There are many brands of abalone out there, among them Skylight and New Moon. You may pay more for the established brands but there's a less likelihood of getting cut up little abalones or more liquid than abalone in the can. Shop around too, the prices can vary.
The best way to serve canned abalone is plain, in its own liquid and on a bed of veggies, usually kai lan. Never waste it in soups; for soups, use fresh abalone. Some of you might prefer a stronger flavor and add oyster sauce to the dish but I think that when you eat something this expensive, you should taste the authentic, original flavor.
Yan, as you've requested, this one's for you.
p.s. and it's "a-ba-lo-ne" not "a-ba-lone", "mas-car-po-ne" not "mas-car-pone". Thank you.
Abalone and kai lan, paler because I forgot to add the light soy sauce.
Abalone & Kai Lan
1 can abalone
2 bunches short stemmed kai lan*
2 heaped T cornflour + 1/3 cup superior chicken stock
salt & pepper & pinch of fine sugar
1/2 t light soy sauce for color and flavor, if like
optional: 2 T premium oyster sauce & sesame oil, or 2 T evaporated milk
*a Chinese veg related to the broccoli. If not available, use broccolini (result of a cross between broccoli and kai lan) or Chinese choy sum.
1. Keep the liquid from the can for the sauce. Slice the abalone thinly, about 1/4 cm. Too thick and it will need strong chewing, too thin and you can't taste the abalone. Make sure to keep the slices in order, like the abalone is still whole, so that they will look neat on the plate later. The best way is to keep the sliced abalone in a bowl just big enough to hold it in shape. Usually I'd keep the abalone warm in the bowl in my rice pot (in which the rice is cooked and kept warm), just to heat the abalone through. You can steam it over low boiling water too, just to keep warm. However, if you don't mind the slices all mixed up, then don't keep them warm in the rice pot or steamer.
Trim the hard stems, if any, off the kai lan.
2. Boil a large pot of water, add 1 tsp salt and 2 T veg oil and blanche the veg in 2 or 3 batches quickly. You can plunge the cooked veg in cold water to stop the cooking. I don't because I undercook them and they are still green and crunchy. Drain well (important so that the water will not dilute the sauce later) and arrange on a serving plate. You can drizzle some premium oyster sauce over the veg now for more taste if like but I don't.

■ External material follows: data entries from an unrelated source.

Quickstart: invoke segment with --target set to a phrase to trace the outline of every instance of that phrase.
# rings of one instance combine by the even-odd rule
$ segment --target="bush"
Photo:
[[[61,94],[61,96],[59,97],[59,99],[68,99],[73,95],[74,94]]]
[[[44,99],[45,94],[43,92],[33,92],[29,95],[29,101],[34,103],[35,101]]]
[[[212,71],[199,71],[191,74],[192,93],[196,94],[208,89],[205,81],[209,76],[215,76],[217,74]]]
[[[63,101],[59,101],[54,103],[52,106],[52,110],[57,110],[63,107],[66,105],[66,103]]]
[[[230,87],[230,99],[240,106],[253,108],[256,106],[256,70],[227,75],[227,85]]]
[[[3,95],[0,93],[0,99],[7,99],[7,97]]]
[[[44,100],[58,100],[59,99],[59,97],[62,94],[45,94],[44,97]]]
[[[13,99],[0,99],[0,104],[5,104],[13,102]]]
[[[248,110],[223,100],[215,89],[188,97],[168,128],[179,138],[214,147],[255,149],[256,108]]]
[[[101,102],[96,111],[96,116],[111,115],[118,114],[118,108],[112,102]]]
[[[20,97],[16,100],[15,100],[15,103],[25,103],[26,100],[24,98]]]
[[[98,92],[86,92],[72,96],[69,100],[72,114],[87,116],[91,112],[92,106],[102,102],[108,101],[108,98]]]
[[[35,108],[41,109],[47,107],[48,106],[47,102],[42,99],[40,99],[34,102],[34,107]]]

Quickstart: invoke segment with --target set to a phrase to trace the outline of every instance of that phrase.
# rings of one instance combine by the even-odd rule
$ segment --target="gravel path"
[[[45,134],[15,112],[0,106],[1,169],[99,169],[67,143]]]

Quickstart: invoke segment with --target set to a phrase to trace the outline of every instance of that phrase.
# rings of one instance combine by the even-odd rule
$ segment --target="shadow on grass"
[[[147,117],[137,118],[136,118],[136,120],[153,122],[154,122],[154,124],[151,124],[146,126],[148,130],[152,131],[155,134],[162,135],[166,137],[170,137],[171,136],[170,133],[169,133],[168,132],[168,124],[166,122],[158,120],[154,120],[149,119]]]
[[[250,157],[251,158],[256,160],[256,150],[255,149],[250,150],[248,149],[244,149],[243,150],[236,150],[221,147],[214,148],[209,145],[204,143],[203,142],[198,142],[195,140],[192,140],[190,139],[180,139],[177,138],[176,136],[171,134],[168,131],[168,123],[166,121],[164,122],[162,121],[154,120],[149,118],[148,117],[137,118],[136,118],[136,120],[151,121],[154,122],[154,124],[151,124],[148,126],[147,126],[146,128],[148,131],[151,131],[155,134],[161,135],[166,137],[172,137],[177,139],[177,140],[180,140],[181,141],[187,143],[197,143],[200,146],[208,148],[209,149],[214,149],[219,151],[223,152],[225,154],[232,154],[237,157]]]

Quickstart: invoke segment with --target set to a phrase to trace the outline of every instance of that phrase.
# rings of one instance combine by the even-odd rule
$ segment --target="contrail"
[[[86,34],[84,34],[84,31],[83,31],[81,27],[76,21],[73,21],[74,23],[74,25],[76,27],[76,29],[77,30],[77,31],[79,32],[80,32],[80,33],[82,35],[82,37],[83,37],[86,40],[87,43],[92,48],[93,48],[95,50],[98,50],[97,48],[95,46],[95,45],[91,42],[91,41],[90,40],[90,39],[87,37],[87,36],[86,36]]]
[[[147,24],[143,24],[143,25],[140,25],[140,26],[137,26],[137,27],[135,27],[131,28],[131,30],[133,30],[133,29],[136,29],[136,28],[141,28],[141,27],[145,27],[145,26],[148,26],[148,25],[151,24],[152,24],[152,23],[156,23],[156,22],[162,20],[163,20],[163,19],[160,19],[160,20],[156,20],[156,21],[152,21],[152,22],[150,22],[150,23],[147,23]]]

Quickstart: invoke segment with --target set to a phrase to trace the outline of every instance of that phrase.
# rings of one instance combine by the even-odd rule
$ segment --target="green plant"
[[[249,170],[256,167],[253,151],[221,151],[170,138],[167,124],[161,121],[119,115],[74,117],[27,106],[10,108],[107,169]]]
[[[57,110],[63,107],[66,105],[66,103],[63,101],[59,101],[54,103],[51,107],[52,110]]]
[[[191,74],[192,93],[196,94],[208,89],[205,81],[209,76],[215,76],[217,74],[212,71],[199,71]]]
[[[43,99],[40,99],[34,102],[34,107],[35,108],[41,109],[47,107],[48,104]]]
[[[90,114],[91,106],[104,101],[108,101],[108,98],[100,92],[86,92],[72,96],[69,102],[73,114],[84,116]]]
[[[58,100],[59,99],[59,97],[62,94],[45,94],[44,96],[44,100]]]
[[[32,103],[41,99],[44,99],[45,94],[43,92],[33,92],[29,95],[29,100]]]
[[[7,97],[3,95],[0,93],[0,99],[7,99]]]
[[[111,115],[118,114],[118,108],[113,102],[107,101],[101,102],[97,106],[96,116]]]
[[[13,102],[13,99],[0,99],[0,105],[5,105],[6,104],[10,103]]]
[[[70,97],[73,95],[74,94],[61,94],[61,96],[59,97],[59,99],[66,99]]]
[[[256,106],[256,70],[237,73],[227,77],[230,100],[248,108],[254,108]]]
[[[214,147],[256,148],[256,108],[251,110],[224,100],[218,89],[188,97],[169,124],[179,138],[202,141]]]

Arrange the abalone slices over the veg, making sure they fan out so that each piece will get some sauce. If you prefer to cook the abalone than steam or keep them warm in step 1, you can add the abalone in the next step when cooking the sauce. This way the abalone will not look as pretty but will taste better because there's more sauce coating.
3. There are 3 sauces you can choose to make: a) plain abalone sauce. Mix the cornflour and chicken stock and add it to the abalone liquid, stirring well over medium heat until thickened. You can add 1/2 t light soy sauce for color and taste b) milky abalone sauce. Same as a) but add 2 tablespoons of evaporated milk but no light soy sauce c) same as a) but add oyster sauce and sesame oil.
Season sauce with salt, sugar and pepper and pour over the abalone and veggies. Serve immediately.